FOR IMMEDIATE RELEASE

Media Contacts:

D. Ashley Lee
Katie Brazel
Executive Vice President, Chief Financial Officer and
Fleishman Hillard
Chief Operating Officer
Phone: 404-739-0150
Phone: 770-419-3355
 
 
CryoLife Returns to Profitability in 2006

Revenues increase 17 percent in 2006 compared to 2005;
Recent transactions provide platform for future growth

ATLANTA, GA… (February 20, 2007)… CryoLife, Inc. (NYSE: CRY), a biomaterials, medical device and tissue processing company, announced today that revenues for the fourth quarter of 2006 increased 17 percent to $21.1 million compared to $18.0 million in the fourth quarter of 2005. Net loss in the fourth quarter of 2006 was ($50,000), and ($0.01) per basic and fully diluted common share, compared to a net loss of ($681,000), and ($0.04) per basic and fully diluted common share, in the fourth quarter of 2005.
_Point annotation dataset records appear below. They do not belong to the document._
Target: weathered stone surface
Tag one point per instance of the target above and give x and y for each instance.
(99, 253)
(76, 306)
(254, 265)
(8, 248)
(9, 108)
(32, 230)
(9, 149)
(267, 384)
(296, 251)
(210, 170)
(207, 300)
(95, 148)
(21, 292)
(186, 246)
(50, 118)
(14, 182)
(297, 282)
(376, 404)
The fourth quarter of 2006 included a non-cash charge of $2.8 million and a net gain of $2.6 million, (comprised of a non-cash gain of $2.9 million offset by approximately $300,000 in transaction costs), related to the Company’s exit from orthopedic tissue processing, a $751,000 charge for stock-based compensation, and benefits related to the adjustment of reserves for product liability and other legal losses of $333,000. The fourth quarter of 2005 included benefits related to the adjustment of reserves for product liability and other legal losses of $683,000, a $118,000 charge for stock-based compensation and a non-cash gain for the change in value of the derivative related to the Company’s six percent convertible preferred stock of $512,000.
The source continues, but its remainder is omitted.